Bij Semantische PPA, ook wel semantische dementie genoemd, verliezen mensen hun vocabulaire en weten niet meer wat bepaalde objecten zijn. Ze kunnen bijvoorbeeld vragen wat (voorheen bekende) woorden betekenen (“Wat is lepel?”). Het kan voorkomen dat ze het juiste woord niet meer weten, en in plaats daarvan een minder accurate beschrijving geven van wat ze bedoelen (“Dat ding waar je blikjes mee openmaakt”).
Bij de niet-vloeiende variant van PPA treden er vaak problemen met de spraak op. Die kan dan aarzelend, moeizaam en/of ongrammaticaal zijn. Bij deze vorm laat de persoon soms ook kleine verbindingswoorden weg, zoals “naar”, “van” of “de” waardoor een soort telegraafstijl ontstaat.
Ongeveer 10 tot 20 procent van de mensen met frontotemporale dementie ontwikkelt ook storingen in de motorische functie (beweging of spierfunctie).
- Amyotrofische laterale sclerose (ALS) is een motorneuronziekte, ook wel de ziekte van Lou Gehrig genoemd. Deze wordt gekenmerkt door problemen met de motorische zenuwcellen.
- Corticobasaal syndroom, wat slechts bij een op de honderdduizend mensen voorkomt, en vrijwel altijd bij mensen ouder dan 50 jaar. Hierbij worden de armen en benen stijf en ongecoördineerd.
- Progressieve supranucleaire paralyse (PSP) is een zeldzame hersenziekte die gepaard gaat met motorische verschijnselen, oogbewegingsstoornissen en dementie.
De belangrijkste verschillen tussen FTD en de ziekte van Alzheimer
- De leeftijd ten tijde van de diagnose kan een belangrijke aanwijzing zijn. De meeste mensen met FTD worden tussen de 40 en 60 gediagnosticeerd. Alzheimer komt nog steeds vaker voor op latere leeftijd.

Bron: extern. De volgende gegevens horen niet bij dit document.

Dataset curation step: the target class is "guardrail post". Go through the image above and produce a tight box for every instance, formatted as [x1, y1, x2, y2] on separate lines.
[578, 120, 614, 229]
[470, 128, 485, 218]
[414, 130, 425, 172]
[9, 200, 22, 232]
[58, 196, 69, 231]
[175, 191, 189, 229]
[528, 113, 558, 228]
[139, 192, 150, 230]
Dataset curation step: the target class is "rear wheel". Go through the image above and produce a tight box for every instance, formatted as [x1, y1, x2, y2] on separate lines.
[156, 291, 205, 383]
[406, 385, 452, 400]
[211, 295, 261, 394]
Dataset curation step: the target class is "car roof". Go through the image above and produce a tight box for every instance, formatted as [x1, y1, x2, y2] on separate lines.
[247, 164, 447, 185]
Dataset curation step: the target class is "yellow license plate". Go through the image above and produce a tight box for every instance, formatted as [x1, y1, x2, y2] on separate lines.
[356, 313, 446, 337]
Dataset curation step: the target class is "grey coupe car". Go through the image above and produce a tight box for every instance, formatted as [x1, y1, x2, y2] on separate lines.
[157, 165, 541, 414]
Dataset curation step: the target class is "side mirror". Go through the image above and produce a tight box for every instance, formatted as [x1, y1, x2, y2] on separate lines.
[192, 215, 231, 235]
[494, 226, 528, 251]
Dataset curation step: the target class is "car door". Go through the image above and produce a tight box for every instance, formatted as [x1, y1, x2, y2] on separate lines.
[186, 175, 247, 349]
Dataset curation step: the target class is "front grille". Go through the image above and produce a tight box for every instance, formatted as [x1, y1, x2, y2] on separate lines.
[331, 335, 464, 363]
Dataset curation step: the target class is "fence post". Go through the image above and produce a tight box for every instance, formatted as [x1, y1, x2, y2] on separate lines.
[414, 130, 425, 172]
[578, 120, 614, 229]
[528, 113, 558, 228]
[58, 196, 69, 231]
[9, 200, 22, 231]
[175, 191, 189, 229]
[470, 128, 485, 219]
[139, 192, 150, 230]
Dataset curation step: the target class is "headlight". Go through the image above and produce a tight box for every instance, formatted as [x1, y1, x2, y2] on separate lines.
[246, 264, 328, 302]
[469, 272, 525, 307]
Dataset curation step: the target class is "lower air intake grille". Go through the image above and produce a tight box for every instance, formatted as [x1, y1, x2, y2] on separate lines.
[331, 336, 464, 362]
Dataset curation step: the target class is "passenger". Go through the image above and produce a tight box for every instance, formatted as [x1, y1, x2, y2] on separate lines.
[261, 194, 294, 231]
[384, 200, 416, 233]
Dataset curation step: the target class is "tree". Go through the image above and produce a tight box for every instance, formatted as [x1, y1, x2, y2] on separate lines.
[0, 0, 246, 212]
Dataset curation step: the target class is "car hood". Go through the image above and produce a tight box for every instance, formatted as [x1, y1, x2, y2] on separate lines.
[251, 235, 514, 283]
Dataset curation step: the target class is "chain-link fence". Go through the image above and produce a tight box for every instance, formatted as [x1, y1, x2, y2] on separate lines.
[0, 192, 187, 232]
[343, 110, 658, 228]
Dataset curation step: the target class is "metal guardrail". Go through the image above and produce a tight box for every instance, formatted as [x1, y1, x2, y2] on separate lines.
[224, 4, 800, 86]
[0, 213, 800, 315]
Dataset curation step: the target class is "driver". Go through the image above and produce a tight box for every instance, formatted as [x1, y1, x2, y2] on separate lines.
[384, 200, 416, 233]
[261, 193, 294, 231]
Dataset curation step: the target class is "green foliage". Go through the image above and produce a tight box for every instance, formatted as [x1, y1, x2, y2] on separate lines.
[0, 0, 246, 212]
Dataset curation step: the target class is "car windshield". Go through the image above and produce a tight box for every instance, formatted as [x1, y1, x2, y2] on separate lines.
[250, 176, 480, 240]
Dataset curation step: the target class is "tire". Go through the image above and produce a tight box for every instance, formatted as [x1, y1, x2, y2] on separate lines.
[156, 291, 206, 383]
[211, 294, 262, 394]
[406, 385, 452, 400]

- Geheugenverlies komt vaker voor bij beginnende Alzheimer dan bij beginnende FTD, hoewel FTD in een gevorderd stadium ook geheugenverlies veroorzaakt.
- Gedragsveranderingen zijn vaak de eerste merkbare symptomen van bvFTD. Deze komen ook vaak voor bij Alzheimer, maar treden meestal in een later stadium van de ziekte op.
- Problemen met ruimtelijke oriëntatie, zoals het verdwalen op plaatsen die voor de persoon bekend zijn, komen vaker voor bij de ziekte van Alzheimer dan bij FTD.
- Problemen met spraak. Hoewel mensen met Alzheimer moeite kunnen hebben om het juiste woord te vinden of namen te onthouden, hebben ze vaak minder moeite om begrijpelijk te spreken, te begrijpen wat anderen zeggen en om te lezen dan degenen met FTD.
- Hallucinaties en waanbeelden komen relatief vaak voor bij Alzheimer in een gevorderd stadium, maar zijn vrij zeldzaam bij mensen met FTD.
FTD wordt onvermijdelijk erger na verloop van tijd. Het verloop van de ziekte is niet te voorspellen, maar de gemiddelde duur van FTD is acht jaar. Het kan heel snel gaan, er zijn gevallen waarbij het slechts twee jaar duurt maar soms ontwikkelt de ziekte zich heel langzaam en kan dan wel 20 jaar duren.